Yeah, if professional software developers aren't using version control, they're bad developers. A modern VCS has in-built support for rapidly isolating the change that caused a problem, if you can provide it with any arbitrary pair of "good" and "bad" revisions, and you have some way of testing for the problem (which might just be "compiling and playing the game" in this instance). Or even if your VCS doesn't streamline the process, you can easily do the same thing manually -- it's just a matter of repeatedly bisecting the remaining problem space, and keeping track of the good and bad revisions. Ultimately it still requires someone to spot the bug; but even with poor commit practices it will in most cases
dramatically narrow down the scope of the problem.

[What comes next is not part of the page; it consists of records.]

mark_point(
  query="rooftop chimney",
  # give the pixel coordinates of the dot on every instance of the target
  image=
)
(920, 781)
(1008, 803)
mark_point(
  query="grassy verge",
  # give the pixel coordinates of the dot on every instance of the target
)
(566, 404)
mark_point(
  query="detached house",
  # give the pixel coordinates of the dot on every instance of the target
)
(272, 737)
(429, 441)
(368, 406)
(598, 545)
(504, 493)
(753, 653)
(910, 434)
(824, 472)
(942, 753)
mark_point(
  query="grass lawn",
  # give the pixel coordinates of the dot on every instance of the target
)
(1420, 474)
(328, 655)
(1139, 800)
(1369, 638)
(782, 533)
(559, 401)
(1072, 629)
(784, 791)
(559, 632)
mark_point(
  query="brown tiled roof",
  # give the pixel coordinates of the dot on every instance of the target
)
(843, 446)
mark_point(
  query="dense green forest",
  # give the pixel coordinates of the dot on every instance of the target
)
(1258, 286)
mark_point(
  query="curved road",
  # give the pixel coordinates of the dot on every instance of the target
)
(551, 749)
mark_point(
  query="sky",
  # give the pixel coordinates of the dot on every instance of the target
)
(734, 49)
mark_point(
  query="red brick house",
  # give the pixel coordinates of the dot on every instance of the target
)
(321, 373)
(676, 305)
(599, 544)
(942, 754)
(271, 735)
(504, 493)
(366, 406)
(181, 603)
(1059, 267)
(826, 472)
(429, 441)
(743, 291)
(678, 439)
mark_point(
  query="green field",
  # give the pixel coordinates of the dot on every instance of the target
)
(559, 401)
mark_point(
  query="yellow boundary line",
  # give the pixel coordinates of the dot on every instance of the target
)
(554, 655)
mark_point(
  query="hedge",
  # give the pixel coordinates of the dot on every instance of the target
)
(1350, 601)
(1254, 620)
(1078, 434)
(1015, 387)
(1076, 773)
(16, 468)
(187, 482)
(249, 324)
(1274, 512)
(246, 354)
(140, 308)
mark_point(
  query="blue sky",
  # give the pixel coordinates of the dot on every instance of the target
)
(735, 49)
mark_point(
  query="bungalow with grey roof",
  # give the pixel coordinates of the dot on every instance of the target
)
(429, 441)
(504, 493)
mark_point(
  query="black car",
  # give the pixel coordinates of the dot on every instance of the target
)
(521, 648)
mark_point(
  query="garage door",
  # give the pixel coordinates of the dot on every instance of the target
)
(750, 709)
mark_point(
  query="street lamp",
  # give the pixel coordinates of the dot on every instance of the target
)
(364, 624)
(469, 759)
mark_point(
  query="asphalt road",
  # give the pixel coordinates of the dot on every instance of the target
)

I would speculate along the same lines as Pyrian -- someone could have tracked this down with relative ease (e.g. the programmer who had implemented some decent A.I. in the first place and would recognise its presence or absence), but perhaps the people who would have realised that a terrible regression had occurred were no longer involved in the project.
icemann on 18/7/2018 at 17:46
Hmm. Just finished off this game.
The last 2 missions are a mixed bag. When it's all out open warfare - Great, when your in the xeno hive areas - Great, final battle with the Queen - meh too easy and no challenge at all. Very predictable also. Why does every Aliens game have to end with that? Grrr.
It all ends really average with the final cinematic being very unsatisfying and leaving many questions unanswered. How the fuck did Hicks get back? Who went down to the prison planet then?. His excuse for that is equally as bad as Arnie's "Judgement Day is inevitable" excuse reason for SKYNET coming back in Terminator 3.
So overall:
This game is a mixture of excellent - fantastic bits, with bad - average bits. Some parts are REALLY hard, whilst others are stupid easy. Best bits in game - Hadley's Hope. Get there and every bit there is excellent - fantastic. The start is pretty damn good as well. Atmosphere, music, plot, level design = excellent. Scripting = Mixed (even with the ini fix), as you can tell that they programmed the aliens and some of the Weyland Mercs to only be kill-able by the player. Quite noticeable. Friendly marines (the key plot ones) being invincible is another negative. Game needs a better difficulty curve as it seems to get easier with each successive bit after Hadley's. That the marines don't have collision boxes is just poor.
Game really needed more bits where it's just you moving through a level, as where it does that the game is excellent. I found myself using the motion tracker A LOT in this game.
So a real mixed bag. I still REALLY enjoyed this in many of the sections and it's certainly worth playing. But it's not a great game. Just a good one in need of some MAJOR TLC.
6/10. If it wasn't for the starting section + Hadley's it'd be a 5 or lower.
Better than AvP? Hell no.
Easter eggs found that got a smile out of me - Newt's doll's head, a red laser search probe from Prometheus.